Charter school attendance. The Palm Beach County school district plans to bring in a computer program to better track charter school attendance after one school overstated its numbers. Extra Credit blog.

“Magnet mania.” Duval puts on its first School Choice Expo. First Coast News.

ESA debate resurfacing? Gradebook.

schoolfunding2Please raise our taxes. Some Brevard parents, upset about proposed school closures, are lobbying the school board to hold a special election to raise taxes. Florida Today. (Image from kceducationenterprise.org)

More school security. School districts will ask lawmakers for more money this year to beef up security in the wake of Newtown, the News Service of Florida reports. Its video interview with FSBA executive director Wayne Blanton here. Reactions range to a Lake County school board member’s proposal to arm teachers with guns, reports the Orlando Sentinel.
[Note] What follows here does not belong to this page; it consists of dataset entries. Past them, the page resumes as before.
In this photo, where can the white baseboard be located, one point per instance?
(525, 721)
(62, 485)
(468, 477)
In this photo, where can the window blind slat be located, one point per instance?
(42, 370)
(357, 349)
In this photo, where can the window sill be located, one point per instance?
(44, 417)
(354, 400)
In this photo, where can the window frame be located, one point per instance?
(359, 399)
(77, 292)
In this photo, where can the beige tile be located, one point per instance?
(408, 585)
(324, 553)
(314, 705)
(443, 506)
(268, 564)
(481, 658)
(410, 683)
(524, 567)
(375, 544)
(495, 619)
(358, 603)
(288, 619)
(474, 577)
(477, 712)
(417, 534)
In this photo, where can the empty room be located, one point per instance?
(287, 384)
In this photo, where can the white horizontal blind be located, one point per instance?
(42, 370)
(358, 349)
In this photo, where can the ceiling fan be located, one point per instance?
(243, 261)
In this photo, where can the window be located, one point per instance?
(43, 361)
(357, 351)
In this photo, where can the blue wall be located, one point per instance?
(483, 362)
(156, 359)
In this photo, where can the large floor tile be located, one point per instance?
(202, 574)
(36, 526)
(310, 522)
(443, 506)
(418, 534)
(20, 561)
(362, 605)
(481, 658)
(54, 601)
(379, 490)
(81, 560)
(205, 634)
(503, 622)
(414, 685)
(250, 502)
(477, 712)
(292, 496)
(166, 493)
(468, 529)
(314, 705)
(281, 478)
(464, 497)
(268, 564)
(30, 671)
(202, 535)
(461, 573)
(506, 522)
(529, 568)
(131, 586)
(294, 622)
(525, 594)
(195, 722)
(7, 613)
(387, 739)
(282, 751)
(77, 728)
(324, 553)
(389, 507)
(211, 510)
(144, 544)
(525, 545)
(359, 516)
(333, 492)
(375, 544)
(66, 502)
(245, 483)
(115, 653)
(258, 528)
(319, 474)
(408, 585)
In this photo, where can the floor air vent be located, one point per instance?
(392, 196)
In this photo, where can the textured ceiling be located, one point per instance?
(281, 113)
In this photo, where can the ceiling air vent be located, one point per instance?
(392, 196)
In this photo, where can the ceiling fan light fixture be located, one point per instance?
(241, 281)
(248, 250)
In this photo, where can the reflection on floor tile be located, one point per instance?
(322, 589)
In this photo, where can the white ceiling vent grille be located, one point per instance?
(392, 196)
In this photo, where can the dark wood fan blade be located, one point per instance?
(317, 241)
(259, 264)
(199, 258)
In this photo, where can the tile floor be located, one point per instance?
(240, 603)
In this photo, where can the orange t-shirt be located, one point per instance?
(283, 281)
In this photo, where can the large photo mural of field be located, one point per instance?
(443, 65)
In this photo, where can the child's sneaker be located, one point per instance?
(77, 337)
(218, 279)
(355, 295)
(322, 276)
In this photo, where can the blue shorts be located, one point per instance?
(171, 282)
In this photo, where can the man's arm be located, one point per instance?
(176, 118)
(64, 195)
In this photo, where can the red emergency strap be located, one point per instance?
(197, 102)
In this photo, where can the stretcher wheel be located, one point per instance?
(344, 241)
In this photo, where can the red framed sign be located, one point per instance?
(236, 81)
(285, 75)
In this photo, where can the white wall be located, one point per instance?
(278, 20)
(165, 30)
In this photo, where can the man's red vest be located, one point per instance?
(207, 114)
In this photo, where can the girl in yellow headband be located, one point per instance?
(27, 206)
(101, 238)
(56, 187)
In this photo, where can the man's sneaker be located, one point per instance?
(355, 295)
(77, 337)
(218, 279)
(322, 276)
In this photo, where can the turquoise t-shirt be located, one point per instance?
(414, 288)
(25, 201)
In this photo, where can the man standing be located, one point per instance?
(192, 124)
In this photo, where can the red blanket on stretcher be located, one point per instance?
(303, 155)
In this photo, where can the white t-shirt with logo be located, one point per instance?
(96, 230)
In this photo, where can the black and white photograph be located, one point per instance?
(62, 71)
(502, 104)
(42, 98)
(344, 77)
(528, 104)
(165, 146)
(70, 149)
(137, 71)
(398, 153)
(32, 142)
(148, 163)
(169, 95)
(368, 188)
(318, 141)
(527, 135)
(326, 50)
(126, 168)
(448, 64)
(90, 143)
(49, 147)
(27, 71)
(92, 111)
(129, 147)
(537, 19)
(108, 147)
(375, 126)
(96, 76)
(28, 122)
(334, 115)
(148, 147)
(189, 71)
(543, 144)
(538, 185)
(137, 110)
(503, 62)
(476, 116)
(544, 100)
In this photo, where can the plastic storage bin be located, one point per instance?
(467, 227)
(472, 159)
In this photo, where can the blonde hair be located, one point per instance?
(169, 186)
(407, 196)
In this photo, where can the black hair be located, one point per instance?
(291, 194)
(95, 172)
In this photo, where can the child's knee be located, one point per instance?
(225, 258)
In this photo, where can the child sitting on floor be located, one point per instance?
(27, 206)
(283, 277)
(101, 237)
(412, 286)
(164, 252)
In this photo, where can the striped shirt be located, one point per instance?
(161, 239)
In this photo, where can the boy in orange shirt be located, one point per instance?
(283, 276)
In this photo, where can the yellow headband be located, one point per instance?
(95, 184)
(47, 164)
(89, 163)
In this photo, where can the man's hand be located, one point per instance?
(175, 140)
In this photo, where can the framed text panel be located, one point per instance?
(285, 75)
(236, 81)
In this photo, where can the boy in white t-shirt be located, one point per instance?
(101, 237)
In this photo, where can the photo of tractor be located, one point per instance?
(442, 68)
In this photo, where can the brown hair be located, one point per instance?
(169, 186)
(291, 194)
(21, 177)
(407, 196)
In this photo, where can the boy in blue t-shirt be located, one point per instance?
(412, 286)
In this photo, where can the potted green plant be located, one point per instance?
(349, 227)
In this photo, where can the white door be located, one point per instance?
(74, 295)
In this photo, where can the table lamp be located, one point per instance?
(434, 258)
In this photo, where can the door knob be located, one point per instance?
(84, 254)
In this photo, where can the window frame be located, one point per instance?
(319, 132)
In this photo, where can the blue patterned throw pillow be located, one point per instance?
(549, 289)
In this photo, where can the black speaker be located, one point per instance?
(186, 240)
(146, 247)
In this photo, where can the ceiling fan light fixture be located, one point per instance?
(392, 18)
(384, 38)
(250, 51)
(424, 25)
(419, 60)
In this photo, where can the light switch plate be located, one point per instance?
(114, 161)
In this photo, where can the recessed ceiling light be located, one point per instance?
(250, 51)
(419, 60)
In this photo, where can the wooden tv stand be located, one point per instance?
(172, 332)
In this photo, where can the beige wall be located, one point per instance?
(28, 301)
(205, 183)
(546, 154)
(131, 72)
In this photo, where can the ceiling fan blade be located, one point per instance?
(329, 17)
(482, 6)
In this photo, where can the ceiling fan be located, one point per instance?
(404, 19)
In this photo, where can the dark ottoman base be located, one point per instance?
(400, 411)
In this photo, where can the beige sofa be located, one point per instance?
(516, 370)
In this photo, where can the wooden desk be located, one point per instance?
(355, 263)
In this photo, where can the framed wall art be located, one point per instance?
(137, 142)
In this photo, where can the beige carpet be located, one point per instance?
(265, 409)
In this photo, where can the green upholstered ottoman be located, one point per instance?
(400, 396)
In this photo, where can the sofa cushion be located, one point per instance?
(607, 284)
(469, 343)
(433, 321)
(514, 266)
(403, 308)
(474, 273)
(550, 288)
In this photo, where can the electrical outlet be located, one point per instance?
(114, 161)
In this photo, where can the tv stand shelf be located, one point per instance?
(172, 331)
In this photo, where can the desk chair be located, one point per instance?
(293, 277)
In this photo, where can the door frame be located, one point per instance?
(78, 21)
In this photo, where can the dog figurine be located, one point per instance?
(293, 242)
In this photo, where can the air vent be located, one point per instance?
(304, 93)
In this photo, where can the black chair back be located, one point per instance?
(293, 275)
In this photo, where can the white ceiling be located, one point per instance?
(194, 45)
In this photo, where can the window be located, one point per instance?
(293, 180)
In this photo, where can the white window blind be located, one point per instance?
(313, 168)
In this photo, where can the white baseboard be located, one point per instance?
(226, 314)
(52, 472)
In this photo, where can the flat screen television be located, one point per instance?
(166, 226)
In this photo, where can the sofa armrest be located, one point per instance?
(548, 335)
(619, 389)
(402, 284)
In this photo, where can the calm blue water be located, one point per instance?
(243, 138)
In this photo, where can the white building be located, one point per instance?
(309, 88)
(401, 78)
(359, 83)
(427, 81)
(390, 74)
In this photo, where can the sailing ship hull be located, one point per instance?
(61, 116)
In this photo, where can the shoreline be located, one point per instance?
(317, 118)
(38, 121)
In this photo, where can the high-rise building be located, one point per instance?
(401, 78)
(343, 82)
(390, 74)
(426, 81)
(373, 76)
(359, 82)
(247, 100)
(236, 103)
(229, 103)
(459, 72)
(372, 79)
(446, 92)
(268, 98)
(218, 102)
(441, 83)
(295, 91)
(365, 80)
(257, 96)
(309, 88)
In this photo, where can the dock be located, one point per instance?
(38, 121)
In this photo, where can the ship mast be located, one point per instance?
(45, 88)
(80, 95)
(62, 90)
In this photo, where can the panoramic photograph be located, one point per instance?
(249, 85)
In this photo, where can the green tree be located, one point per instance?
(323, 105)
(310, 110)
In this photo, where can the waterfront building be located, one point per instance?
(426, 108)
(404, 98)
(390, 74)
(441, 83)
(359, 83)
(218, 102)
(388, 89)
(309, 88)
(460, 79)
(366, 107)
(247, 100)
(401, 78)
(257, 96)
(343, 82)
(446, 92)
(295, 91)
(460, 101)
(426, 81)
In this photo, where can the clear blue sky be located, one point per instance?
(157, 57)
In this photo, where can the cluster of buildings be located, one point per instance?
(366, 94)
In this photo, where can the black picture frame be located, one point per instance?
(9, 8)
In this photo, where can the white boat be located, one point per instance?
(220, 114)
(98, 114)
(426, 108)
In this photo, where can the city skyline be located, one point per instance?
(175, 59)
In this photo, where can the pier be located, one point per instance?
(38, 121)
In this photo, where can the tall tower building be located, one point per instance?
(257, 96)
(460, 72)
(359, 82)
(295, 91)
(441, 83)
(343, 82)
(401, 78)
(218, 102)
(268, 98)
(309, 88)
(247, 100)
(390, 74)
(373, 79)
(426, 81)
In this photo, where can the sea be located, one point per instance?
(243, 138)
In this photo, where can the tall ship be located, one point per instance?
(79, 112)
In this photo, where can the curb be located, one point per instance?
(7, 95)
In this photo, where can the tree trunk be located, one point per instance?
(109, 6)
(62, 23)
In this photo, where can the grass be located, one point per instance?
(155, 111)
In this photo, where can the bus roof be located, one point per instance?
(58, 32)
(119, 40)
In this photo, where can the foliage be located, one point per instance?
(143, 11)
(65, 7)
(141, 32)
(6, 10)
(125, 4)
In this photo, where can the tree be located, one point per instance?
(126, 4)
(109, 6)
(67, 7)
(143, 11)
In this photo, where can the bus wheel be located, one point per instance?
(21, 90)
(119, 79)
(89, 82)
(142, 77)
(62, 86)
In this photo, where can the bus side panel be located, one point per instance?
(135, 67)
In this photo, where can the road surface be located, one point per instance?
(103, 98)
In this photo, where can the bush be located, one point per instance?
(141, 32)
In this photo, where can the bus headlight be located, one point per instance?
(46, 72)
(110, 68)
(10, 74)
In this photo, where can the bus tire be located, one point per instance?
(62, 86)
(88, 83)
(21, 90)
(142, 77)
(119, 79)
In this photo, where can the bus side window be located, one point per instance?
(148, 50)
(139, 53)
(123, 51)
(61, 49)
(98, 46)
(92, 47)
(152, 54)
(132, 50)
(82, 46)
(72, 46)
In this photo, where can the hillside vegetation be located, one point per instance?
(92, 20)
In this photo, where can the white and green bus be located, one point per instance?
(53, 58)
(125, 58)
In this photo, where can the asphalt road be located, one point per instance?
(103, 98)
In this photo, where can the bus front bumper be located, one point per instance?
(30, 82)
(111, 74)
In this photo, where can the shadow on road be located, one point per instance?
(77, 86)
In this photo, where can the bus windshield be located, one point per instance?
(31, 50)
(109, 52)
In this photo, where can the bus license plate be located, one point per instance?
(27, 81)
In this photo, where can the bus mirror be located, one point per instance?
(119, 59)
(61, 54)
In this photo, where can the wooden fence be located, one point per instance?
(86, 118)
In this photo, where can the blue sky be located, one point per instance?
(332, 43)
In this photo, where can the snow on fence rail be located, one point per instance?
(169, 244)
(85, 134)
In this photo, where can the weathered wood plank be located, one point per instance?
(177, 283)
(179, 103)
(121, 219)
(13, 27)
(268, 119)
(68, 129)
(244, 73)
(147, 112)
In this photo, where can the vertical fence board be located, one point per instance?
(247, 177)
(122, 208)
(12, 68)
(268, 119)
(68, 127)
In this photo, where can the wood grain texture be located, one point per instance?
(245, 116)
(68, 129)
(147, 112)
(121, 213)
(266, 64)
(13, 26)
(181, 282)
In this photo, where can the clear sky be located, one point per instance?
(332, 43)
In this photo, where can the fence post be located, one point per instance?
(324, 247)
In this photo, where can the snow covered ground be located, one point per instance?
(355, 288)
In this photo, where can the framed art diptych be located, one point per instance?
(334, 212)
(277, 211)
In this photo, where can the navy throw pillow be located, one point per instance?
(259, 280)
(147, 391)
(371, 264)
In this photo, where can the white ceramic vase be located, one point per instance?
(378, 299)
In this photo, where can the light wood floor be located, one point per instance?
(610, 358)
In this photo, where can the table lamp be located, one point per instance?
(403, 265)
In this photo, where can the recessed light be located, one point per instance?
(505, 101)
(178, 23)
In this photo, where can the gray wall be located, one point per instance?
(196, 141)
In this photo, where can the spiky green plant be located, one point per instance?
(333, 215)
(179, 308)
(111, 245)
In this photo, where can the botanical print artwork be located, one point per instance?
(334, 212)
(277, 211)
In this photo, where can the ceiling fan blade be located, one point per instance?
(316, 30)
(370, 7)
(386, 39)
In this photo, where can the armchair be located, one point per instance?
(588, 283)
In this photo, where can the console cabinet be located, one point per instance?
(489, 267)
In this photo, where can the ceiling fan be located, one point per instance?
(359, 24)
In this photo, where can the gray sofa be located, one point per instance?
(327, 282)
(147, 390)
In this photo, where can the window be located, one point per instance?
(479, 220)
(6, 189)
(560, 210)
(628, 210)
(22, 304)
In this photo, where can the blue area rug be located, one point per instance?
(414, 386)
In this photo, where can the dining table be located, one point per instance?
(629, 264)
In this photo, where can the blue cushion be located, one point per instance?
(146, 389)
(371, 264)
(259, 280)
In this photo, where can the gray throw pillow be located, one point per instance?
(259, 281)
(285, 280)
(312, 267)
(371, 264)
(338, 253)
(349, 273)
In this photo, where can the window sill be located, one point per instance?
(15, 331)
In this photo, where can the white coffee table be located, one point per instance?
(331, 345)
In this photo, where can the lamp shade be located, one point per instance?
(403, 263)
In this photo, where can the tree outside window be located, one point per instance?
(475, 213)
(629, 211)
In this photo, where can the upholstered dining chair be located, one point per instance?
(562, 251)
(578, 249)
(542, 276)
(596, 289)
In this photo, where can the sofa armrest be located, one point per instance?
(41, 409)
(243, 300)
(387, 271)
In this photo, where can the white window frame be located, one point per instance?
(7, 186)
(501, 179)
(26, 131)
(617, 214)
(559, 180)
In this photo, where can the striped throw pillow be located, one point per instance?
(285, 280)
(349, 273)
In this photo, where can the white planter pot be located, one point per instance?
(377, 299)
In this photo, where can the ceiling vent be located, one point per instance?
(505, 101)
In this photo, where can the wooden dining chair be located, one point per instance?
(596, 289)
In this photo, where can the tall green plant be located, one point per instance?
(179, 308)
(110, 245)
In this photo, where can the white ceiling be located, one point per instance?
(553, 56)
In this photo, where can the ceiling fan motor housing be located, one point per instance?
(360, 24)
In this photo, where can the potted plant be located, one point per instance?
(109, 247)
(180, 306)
More school safety coverage from the Fort Myers News Press, Naples Daily News, Sarasota Herald-Tribune.

Pattern of behavior. Tampa Bay Times: “A Pinellas teacher accused of downloading child pornography on his home computer has a peculiar history of complaints against him, including allegations that he exchanged inappropriate emails with a young girl, according to records from the Pinellas County School District.”

Falling apart. A citizens group chronicles deteriorating building conditions in two Broward high schools that serve predominantly minority students. Miami Herald.

Cell phone waste. An audit finds $117,000 worth over two years in the Palm Beach district. Palm Beach Post.

Rick Scott. Visits an elementary school in Volusia. Daytona Beach News Journal.

Tony Bennett. Starts work Monday. SchoolZone.

StudentsFirst report card. Jacksonville Business Journal.

More on school security in Newtown aftermath. Miami Herald. South Florida Sun Sentinel. Orlando Sentinel. Florida Times Union. Florida Today. Pensacola News Journal. In Pinellas, rumors of coming violence prompt Superintendent Mike Grego to email principals, and in Hillsborough, bullets on buses, reports Tampa Bay Times here and here.

School district image. A review by an outside agency suggests the Palm Beach County school district needs to a better job communicating and marketing itself, according to the Palm Beach Post. (As far as I know, no response yet from either the district or the Post to this EAG report last week on questionable district spending.)

Van Zant

Van Zant

More school district image. The Clay County School Board approves the hiring of a second public relations officer – a family friend and supporter of new Superintendent Charlie Van Zant Jr., reports the Florida Times Union.

Superintendent search. In Polk. Lakeland Ledger.

STEM. It’ll take guts and resources for state education leaders to finally make science education a priority, writes FSU physics professor Paul Cottle in this op-ed for the Orlando Sentinel.

Charter teacher pay. Trustees for Lake Wales Charter Schools want better pay and benefits to retain teachers, reports the News Chief.

Can’t fire her. The Sarasota school district loses its third bid to fire a teacher found not guilty of abusing developmentally disabled students, reports the Sarasota Herald Tribune.

Teacher evals. Alachua County teachers raise their concerns at a forum with three lawmakers, reports the Gainesville Sun.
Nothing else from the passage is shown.